Keine Verwirkung von Unterhalts­ansprüchen bei bloßer mehrjähriger Untätigkeit gegenüber vermögenslosem Unterhaltsschuldner

Untätigkeit trotz bekannter Veränderung der Vermögens­verhältnisse kann Verwirkung begründen

Bleibt ein Unterhaltsgläubiger über mehrere Jahre hinweg gegenüber dem vermögenslosen Unterhaltsschuldner untätig, verwirkt sich dadurch nicht der Unterhaltsanspruch. Eine Verwirkung kann aber in Betracht kommen, wenn der Unterhaltsgläubiger trotz Kenntnis von der Veränderung der Vermögens­verhältnisse des Schuldners untätig bleibt. Dies hat das Oberlandesgericht Köln entschieden.

Dem Fall lag folgender Sachverhalt zugrunde: Im Januar 2008 erwirkte eine Frau gegen ihren damaligen Ehemann einen Unterhaltstitel, wonach ihr für den Zeitraum von April 2007 bis April 2008 ein Trennungsunterhalt von monatlich 223 EUR zustand. Aus diesem Titel betrieb sich sogleich die Zwangsvollstreckung, was jedoch aufgrund der Vermögenslosigkeit des Ehemanns scheiterte. Der Ehemann gab im November 2008 eine entsprechende eidesstattliche Versicherung ab. Erst im Jahr 2015 leitete die Frau eine erneute Zwangsvollstreckung ein. Damit war der Ehemann jedoch nicht einverstanden. Er führte an, dass der Unterhaltsanspruch verwirkt sei. Er habe sich aufgrund dessen, dass über sieben Jahre hinweg keine Vollstreckungsmaßnahmen ergriffen wurden, darauf eingestellt, künftig nicht mehr in Anspruch genommen zu werden.

Amtsgericht hielt Zwangsvollstreckung für unzulässig

Das Amtsgericht Düren folgte der Argumentation des Unterhaltsschuldners und erklärte die Zwangsvollstreckung für unzulässig. Das Gericht begründete die Verwirkung des Unterhaltsanspruchs damit, dass die Unterhaltsgläubigerin nach Abgabe der eidesstaatlichen Versicherung im November 2008 in keinster Weise deutlich gemacht habe, dass sie auf die Durchsetzung ihres Unterhaltsanspruchs nicht verzichten wolle. Gegen diese Entscheidung legte die Unterhaltsgläubigerin Beschwerde ein.

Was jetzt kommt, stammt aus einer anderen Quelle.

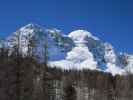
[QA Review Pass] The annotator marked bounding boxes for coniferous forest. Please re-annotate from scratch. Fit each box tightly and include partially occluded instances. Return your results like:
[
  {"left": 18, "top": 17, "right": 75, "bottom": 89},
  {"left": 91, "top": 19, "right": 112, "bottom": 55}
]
[{"left": 0, "top": 48, "right": 133, "bottom": 100}]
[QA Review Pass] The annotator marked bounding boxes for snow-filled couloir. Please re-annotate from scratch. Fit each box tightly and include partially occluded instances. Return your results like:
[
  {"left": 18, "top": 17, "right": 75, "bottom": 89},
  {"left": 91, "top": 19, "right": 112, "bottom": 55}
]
[{"left": 0, "top": 24, "right": 133, "bottom": 75}]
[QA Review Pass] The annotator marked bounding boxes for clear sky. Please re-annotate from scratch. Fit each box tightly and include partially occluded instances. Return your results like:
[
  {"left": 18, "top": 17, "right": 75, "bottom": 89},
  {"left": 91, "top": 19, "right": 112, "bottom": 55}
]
[{"left": 0, "top": 0, "right": 133, "bottom": 53}]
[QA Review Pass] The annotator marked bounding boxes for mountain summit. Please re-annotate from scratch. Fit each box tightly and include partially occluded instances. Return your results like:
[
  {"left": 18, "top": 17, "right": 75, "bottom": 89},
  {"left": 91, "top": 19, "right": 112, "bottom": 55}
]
[{"left": 2, "top": 24, "right": 133, "bottom": 75}]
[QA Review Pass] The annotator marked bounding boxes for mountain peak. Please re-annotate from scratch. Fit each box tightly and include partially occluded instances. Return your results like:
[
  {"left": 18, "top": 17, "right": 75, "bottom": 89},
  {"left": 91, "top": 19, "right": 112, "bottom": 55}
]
[
  {"left": 3, "top": 23, "right": 133, "bottom": 75},
  {"left": 68, "top": 30, "right": 99, "bottom": 43}
]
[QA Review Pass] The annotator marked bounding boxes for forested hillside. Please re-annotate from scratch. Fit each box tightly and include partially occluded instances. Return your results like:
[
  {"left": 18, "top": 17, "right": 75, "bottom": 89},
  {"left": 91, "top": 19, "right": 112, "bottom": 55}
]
[{"left": 0, "top": 48, "right": 133, "bottom": 100}]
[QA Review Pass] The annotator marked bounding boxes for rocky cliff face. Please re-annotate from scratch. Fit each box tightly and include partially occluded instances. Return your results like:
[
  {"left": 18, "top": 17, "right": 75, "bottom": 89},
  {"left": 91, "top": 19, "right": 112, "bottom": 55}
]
[{"left": 2, "top": 24, "right": 133, "bottom": 75}]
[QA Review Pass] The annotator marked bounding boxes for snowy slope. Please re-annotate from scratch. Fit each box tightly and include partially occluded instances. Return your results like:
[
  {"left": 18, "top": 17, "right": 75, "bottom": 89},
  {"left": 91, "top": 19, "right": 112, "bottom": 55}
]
[{"left": 3, "top": 24, "right": 133, "bottom": 75}]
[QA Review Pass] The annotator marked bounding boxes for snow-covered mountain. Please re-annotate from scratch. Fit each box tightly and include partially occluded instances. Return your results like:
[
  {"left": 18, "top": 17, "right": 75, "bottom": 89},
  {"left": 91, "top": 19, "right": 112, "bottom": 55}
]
[{"left": 2, "top": 24, "right": 133, "bottom": 75}]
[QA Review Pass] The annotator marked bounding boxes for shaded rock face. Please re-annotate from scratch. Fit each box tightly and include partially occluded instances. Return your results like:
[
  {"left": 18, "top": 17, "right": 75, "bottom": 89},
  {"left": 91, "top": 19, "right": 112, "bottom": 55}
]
[{"left": 3, "top": 24, "right": 133, "bottom": 75}]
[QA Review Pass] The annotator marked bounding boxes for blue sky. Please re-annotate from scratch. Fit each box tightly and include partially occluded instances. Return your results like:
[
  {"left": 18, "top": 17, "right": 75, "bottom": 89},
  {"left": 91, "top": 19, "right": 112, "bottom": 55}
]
[{"left": 0, "top": 0, "right": 133, "bottom": 53}]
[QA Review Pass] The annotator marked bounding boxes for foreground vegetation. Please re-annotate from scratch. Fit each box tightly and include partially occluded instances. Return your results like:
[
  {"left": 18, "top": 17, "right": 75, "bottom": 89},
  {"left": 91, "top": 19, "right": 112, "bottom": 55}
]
[{"left": 0, "top": 49, "right": 133, "bottom": 100}]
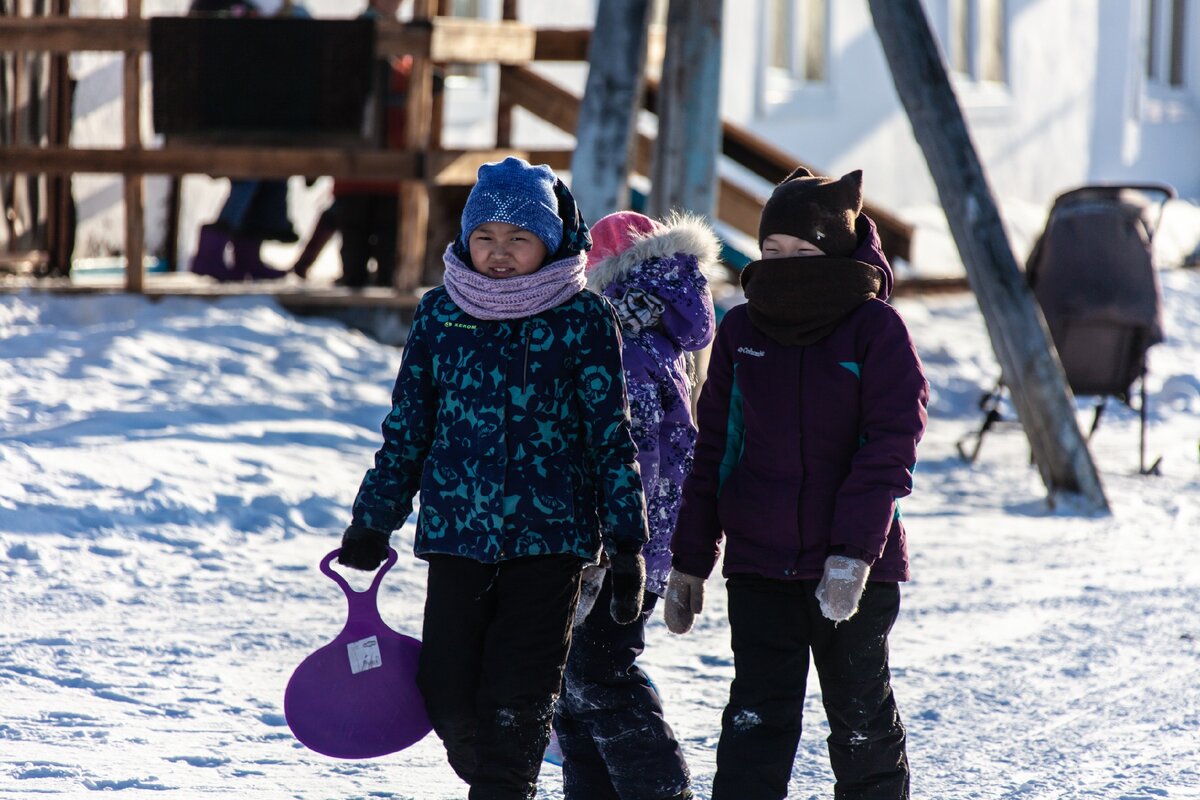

Oberlandesgericht verneint Verwirkung des Unterhaltsanspruchs

Das Oberlandesgericht Köln entschied zu Gunsten der Unterhaltsgläubigerin und hob daher die Entscheidung des Amtsgerichts auf. Der Unterhaltsanspruch sei nicht verwirkt, da jedenfalls der Unterhaltsgläubigerin kein zuzurechnendes Verhalten vorliege, dass geeignet wäre, ein berechtigtes Vertrauen des Unterhaltsschuldners zu begründen, die Gläubigerin werde ihre Forderung nicht mehr weiterverfolgen.

Bloße Untätigkeit begründet keine Verwirkung

Das bloße Nichtstun begründe nach Ansicht des Oberlandesgerichts kein solches Vertrauen. Solange der Unterhaltsgläubiger nur untätig bleibe, ohne dass ihm eine wesentliche Veränderung der Vermögensverhältnisse des Unterhaltsschuldners bekannt werden, könne daraus kein schützenswertes Vertrauen des Schuldners abgeleitet werden. Der Gesetzgeber habe vielmehr in § 197 BGB deutlich zum Ausdruck gebracht, in welchen zeitlichen Grenzen der Schuldner grundsätzlich mit der Vollstreckung titulierter Forderungen rechnen müsse. Innerhalb der dort genannten Zeiträume stehe es grundsätzlich zur Disposition des Gläubigers, wann er eine Vollstreckung durchführen möchte.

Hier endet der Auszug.